Quando si indossano oggi i costumi siciliani?
Ed è proprio qui che emerge una delle maggiori differenze rispetto al Giappone. Oggi i costumi siciliani sono utilizzati principalmente durante manifestazioni folkloristiche, rievocazioni storiche, feste popolari, spettacoli, sfilate e iniziative dedicate alle tradizioni locali. Non è comune vedere qualcuno indossare un costume tradizionale siciliano semplicemente per partecipare a una normale serata estiva.
In Giappone, invece, indossare uno yukata per andare a un matsuri o assistere ai fuochi d’artificio è ancora una pratica contemporanea riconoscibile. Questo non significa che una cultura abbia conservato meglio dell’altra le proprie tradizioni. Significa semplicemente che gli abiti hanno seguito evoluzioni sociali differenti.
Abiti giapponesi e costumi siciliani: cosa hanno davvero in comune?
Un kimono e un costume popolare siciliano non si assomigliano quasi per niente. Ed è proprio per questo che il confronto diventa interessante. Il Giappone ha sviluppato una tradizione caratterizzata da sovrapposizioni, obi, maniche e precise distinzioni di formalità. L’abbigliamento popolare siciliano nasce invece all’interno di una storia mediterranea differente, strettamente collegata anche alla vita quotidiana, al lavoro e alle diverse comunità dell’isola.

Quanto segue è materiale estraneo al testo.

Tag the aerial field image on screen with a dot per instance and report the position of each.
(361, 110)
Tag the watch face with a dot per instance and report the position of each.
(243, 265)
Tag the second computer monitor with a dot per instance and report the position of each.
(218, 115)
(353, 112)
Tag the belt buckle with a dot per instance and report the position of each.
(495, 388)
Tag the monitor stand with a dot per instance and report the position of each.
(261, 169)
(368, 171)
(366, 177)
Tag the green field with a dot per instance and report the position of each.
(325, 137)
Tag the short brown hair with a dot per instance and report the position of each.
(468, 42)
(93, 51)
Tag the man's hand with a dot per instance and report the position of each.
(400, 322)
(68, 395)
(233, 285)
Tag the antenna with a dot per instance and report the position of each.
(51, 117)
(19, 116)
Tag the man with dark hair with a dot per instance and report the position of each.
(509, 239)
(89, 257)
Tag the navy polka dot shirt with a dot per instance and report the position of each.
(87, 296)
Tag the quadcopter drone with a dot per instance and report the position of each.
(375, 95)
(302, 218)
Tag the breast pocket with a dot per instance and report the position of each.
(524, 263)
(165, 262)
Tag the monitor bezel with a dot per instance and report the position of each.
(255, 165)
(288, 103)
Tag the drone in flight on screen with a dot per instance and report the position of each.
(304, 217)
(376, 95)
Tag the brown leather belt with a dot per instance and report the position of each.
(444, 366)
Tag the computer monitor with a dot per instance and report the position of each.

Eppure entrambi possono comunicarci informazioni sulla persona che li indossa.
C’è poi un elemento ancora più importante che li accomuna: oggi indossare questi capi può diventare un modo per mantenere visibile una parte della propria identità culturale.

Due modi diversi di indossare la tradizione
Dallo yukata indossato sotto i fuochi d’artificio di un matsuri a un costume siciliano che torna a vivere durante una festa popolare, l’abbigliamento può trasformarsi in un collegamento tra presente e passato.
Gli abiti giapponesi continuano ad avere ruoli differenti nella società contemporanea: alcuni sono riservati alle occasioni più formali, altri, come lo yukata, sono ancora strettamente legati a esperienze stagionali e ricreative. I costumi siciliani, invece, sono oggi maggiormente concentrati nel folklore, nelle rievocazioni e nella valorizzazione del patrimonio locale. Due evoluzioni diverse che raccontano però la stessa necessità: non lasciare che una tradizione rimanga soltanto nelle fotografie del passato.
Sicilia e Giappone si vestono in maniera completamente diversa, ma attraverso stoffe, colori e accessori continuano entrambi a raccontare qualcosa della propria storia. Ed è forse proprio questa differenza a rendere così affascinante metterli uno accanto all’altro.